Hm. »Wir verschweigen es ihm einfach so?«

»Genau. Was er nicht weiß ...«

»Ohmeingott, das ist irrsinnig. Das kann ich nicht bringen.« Ich bekam kaum mehr Luft. Ich war einfach nicht der Mensch, der so etwas tat.

»Dann zieh doch nach Cleveland.«

Ich konnte nicht nach Cleveland ziehen. Nicht jetzt. Nicht in acht Tagen, nachdem ich jetzt kurz davor war, es das erste Mal mit meinem Freund zu tun. Nicht mitten im Jahr. Nicht in einer Million Jahren.

Dann hörte ich mich selbst sagen: »Unter welcher Nummer soll er dich anrufen?«

DER VORFALL

Das zweite Highschooljahr hatte gerade erst begonnen.

Mir war noch nicht klar, wie stark eine Bowle sein konnte. Klar, das Zeug schmeckte wie Limonade, aber ehe man es sich versah, lag man im Sand und tat so, als wäre man eine Meerjungfrau.

Ich, Vi, Marissa und Vis Freundin Joanna hatten uns am Compo Beach betrunken. Lucy Michaels hatte uns dabei mit ihrem iPhone gefilmt und das dann ihrer Mom gezeigt.

Blöderweise war Lucys Mom die neue Vertrauenslehrerin an unserer Schule.
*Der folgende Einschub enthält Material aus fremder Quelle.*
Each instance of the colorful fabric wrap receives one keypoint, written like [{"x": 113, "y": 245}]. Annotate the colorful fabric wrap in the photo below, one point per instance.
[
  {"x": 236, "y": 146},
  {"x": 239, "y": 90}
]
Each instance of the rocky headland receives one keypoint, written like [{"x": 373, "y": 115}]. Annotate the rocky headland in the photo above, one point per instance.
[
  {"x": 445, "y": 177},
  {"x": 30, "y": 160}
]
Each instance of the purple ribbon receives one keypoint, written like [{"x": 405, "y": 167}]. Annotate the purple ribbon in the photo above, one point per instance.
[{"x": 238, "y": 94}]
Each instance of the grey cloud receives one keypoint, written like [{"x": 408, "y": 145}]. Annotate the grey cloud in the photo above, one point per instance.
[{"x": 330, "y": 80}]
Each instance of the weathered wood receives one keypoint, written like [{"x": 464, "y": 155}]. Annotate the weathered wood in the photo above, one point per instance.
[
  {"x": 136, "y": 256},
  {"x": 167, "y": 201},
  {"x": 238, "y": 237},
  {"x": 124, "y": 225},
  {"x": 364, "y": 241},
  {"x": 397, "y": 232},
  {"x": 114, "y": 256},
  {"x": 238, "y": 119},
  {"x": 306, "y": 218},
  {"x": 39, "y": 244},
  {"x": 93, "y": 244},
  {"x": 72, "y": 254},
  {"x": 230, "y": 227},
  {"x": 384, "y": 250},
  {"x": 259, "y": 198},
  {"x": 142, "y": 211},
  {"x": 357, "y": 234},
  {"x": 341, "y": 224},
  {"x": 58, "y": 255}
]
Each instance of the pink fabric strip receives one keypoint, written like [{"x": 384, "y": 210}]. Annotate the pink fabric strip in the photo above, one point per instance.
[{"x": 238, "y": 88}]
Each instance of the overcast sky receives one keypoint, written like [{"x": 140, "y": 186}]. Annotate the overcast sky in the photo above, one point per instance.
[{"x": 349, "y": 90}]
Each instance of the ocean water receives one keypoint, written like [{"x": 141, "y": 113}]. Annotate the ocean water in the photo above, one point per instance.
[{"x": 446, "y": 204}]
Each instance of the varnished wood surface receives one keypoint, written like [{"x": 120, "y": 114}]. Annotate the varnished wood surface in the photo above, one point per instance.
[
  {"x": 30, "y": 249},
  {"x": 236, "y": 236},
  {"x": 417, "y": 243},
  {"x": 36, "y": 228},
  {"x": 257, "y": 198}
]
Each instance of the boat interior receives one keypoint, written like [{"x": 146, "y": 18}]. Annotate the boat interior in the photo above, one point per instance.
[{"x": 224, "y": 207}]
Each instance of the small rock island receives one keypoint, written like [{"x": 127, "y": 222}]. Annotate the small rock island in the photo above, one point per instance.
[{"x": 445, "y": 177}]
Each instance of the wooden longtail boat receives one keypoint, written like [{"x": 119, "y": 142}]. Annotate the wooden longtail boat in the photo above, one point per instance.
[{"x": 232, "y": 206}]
Nachdem Mrs Michaels alle unsere Eltern informiert hatte – und ihnen das Video gezeigt hatte –, passierte Folgendes:

Joanna wechselte auf die Andersen Highschool, also war die Sache für sie nicht weiter schlimm.

Marissa bekam eine Woche Hausarrest.

Vis Mom sagte nur: »Na und? Immerhin sind sie anschließend nicht mit dem Auto heimgefahren, oder?« (Sind wir tatsächlich nicht. Vis Freund Dean hatte uns abgeholt.)

Und ich? Ich bekam gleich zwei Wochen Hausarrest und musste von da an um zehn daheim sein – und zwar auf unbestimmte Zeit.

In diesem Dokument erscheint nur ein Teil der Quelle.